When cinema trysts with theatre

Published - August 23, 2019 09:46 pm IST

Experiencing live performance on film might seem like a misnomer, whether it’s a play or choreographed dance or a musical gig, but one need look no further than Pedro Almodóvar’s Talk to Her (2002) to discover stirring set-pieces that appear to wonderfully preserve real-time ephemeral energies. Whether it’s the ‘almost live’ bullfighting sequence in which the matador Lydia González (Rosario Flores) is gored by a bull; or the party scene where Brazilian singer Caetano Veloso (as himself) croons a heart-breaking ode to lovesickness, ‘Cucurrucucú Paloma’, to a transfixed audience; or the long unedited excerpt from Pina Bausch’s Café Müller (featuring Bausch herself) that the film opens with. When the character of Marco (Darío Grandinetti) tears up while watching the performance, we unhesitatingly buy into the moment because Almodóvar has chosen an interlude that very effectively signals, even to those who’ve never watched the performance in the flesh, the raw visceral power of the complete work.

Shifting worlds

Arguably, any sequence from the masterpiece might have convinced us similarly, because Almodóvar does not tamper with its gravitas and native rhythm in any way. This is also the case with scenes from Tennessee Williams’A Streetcar Named Desire in Almodóvar’s other classic, All About My Mother (1999), in which the smoky diva Huma Rojo (Marisa Paredes) in devastating Bette Davis mode, gives us a deeply affecting account of Blanche DuBois’ splintered anand unsound psyche, through only scattered fragments of performance, that place in grand communion the actors, the stage and the audience.

Shifting from the world of Almodóvar to that of Imtiaz Ali’s Tamasha (2015), an ode to a storyteller’s actualisation, one is immediately confronted with the challenges of representing live performance as a cinematic idea (even if, for the purposes of the narrative, it might be entirely metaphorical). In the film, Ved Sahni (Ranbir Kapoor) is a born raconteur who discovers his métier only after a soul-crushing stint in corporatedom. In sequences where he discovers audiences who respond to his work, quick edits, soulful close-ups and a swirling score attempt to convince us of his hypnotic effect Ved has on bystanders.

Meta elements

However, the snatches of writing allowed an airing seem too pat to be truly masterful, and even if the overriding cinematic style is that of emotional manipulation, it is difficult to truly suspend disbelief and buy into this blatantly signalled journey. In those set-pieces where Ved’s Chicken Soup-style parables are now mounted as Broadwayesque spectaculars, the on-stage shenanigans, despite glitzy production values, seem amateurish and over-simplified in the metaphors they employ. Ved’s prodigious talent, which we are reminded of almost incessantly, are certainly not showcased well at all, even if one were convinced that he is a master of a popular idiom and his words play out to indiscriminating folk. It calls to mind Mera Naam Joker (1970), where Raj Kapoor’s clown lives out self-fulfilling prophecies by lathering on the pathos to such an extent, that his circus acts are rendered patently unfunny.

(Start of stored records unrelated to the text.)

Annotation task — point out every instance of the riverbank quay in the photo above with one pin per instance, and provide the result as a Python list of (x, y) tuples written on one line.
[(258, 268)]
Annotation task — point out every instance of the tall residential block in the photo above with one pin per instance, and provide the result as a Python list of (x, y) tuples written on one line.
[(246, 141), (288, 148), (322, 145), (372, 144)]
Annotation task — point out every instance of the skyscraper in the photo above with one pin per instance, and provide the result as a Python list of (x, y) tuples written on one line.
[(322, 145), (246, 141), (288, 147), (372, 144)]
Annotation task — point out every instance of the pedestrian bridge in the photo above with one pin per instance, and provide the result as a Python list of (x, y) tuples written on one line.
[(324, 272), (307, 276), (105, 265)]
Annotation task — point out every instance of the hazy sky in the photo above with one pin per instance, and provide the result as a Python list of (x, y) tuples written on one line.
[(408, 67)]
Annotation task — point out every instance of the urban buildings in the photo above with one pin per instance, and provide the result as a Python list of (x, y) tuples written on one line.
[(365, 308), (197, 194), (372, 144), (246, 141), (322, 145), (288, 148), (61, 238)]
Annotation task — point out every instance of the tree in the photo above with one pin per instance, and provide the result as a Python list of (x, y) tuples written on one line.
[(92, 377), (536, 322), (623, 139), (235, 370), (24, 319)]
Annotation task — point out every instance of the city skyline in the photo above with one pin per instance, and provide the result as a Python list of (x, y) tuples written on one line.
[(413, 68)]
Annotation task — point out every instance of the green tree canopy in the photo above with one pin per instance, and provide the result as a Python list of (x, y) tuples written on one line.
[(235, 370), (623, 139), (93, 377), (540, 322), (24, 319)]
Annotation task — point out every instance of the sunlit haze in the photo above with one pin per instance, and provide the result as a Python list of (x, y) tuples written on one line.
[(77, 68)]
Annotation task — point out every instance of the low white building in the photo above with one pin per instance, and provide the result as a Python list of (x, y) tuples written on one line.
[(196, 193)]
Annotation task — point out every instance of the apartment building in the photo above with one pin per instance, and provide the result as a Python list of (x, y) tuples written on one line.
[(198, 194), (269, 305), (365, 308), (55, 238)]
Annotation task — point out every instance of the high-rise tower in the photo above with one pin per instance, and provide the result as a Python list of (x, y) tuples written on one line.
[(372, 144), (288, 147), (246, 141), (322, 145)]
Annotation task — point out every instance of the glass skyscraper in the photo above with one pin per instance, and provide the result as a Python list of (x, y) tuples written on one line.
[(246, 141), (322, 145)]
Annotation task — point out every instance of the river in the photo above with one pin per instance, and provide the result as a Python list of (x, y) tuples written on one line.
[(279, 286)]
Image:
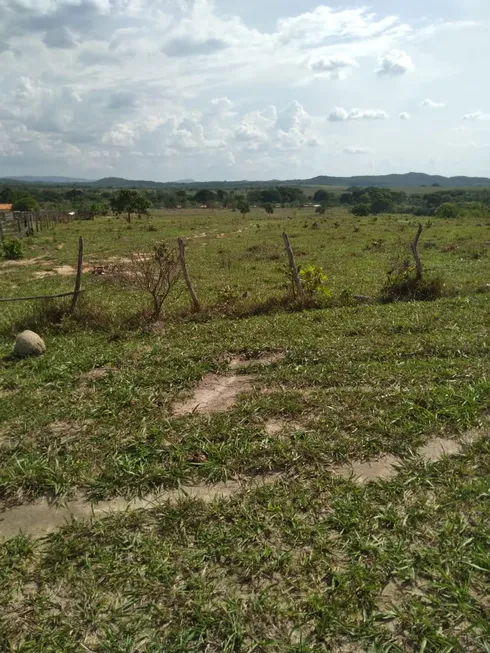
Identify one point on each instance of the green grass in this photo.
(310, 563)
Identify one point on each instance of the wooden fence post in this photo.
(78, 280)
(195, 302)
(294, 269)
(418, 263)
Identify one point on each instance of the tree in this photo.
(243, 207)
(129, 201)
(321, 196)
(26, 203)
(6, 196)
(380, 205)
(204, 196)
(447, 210)
(360, 210)
(346, 198)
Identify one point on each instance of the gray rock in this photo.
(29, 343)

In films like CRD (2017), the stage sequences are recorded in documentary fashion, without attempting to immerse us into the form, or convince us of the potency of the works exhibited. It neither spoofs nor celebrates non-professional youth theatre. However, the amateur stage masquerading as high art makes an appearance in the recent film, Judgementall Hai Kya , an otherwise engaging psychological thriller. In the film’s second half, a desi theatre company in London is mounting a futuristic Ramayana, with screenwriter Kanika Dhillon standing in as Sita, and the ever-dependable Jimmy Shergill playing director. Whatever we can glean from the rehearsal sequences, is that the play-within-the-film appears to be a colossal misfire in the making, which might either be a comment on real-world theatre by the film’s makers — that theatre is mostly mediocre — or it might be that, once again, they are trying to represent a live form without truly understanding it.

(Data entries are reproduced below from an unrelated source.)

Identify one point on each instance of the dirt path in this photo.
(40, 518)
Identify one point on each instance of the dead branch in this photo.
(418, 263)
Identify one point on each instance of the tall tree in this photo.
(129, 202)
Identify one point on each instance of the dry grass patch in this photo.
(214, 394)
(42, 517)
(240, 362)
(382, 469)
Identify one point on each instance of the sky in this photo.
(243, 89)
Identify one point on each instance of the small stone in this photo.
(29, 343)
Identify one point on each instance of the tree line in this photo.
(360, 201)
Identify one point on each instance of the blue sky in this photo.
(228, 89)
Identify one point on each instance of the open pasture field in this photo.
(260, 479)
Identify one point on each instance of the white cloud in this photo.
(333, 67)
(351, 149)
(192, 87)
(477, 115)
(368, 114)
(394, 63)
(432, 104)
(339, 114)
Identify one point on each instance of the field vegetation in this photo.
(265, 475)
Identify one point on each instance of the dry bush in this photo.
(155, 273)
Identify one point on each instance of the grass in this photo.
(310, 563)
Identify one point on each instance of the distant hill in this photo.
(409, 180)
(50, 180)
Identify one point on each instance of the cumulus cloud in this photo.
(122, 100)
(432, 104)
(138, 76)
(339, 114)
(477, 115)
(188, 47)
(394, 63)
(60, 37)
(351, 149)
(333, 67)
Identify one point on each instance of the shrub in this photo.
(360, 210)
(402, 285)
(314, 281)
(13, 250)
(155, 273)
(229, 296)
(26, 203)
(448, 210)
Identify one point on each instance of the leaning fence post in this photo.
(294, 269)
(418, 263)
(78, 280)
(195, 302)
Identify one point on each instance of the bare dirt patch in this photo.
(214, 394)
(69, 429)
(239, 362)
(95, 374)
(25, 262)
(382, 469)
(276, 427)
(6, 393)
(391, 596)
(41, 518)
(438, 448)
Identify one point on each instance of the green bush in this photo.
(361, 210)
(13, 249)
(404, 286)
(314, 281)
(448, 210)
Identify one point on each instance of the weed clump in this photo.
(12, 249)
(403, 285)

Of course, the sub-plot is not so much about the performance of Ramayana, as much as it is about the creaking and sinister backdrop of a play’s production, a la Birdman . The actor who plays Ram (Shreyas Shah) is kitted out in an outfit reminiscent of Michael Keaton’s superhero alter-ego, and when Shah and other denizens of this other-worldly epic ‘enter’ Kangana Ranaut’s head, they become her posse of invisible friends. These meta-elements go a long way in making the film an engrossing watch, notwithstanding its tryst with amateur theatre.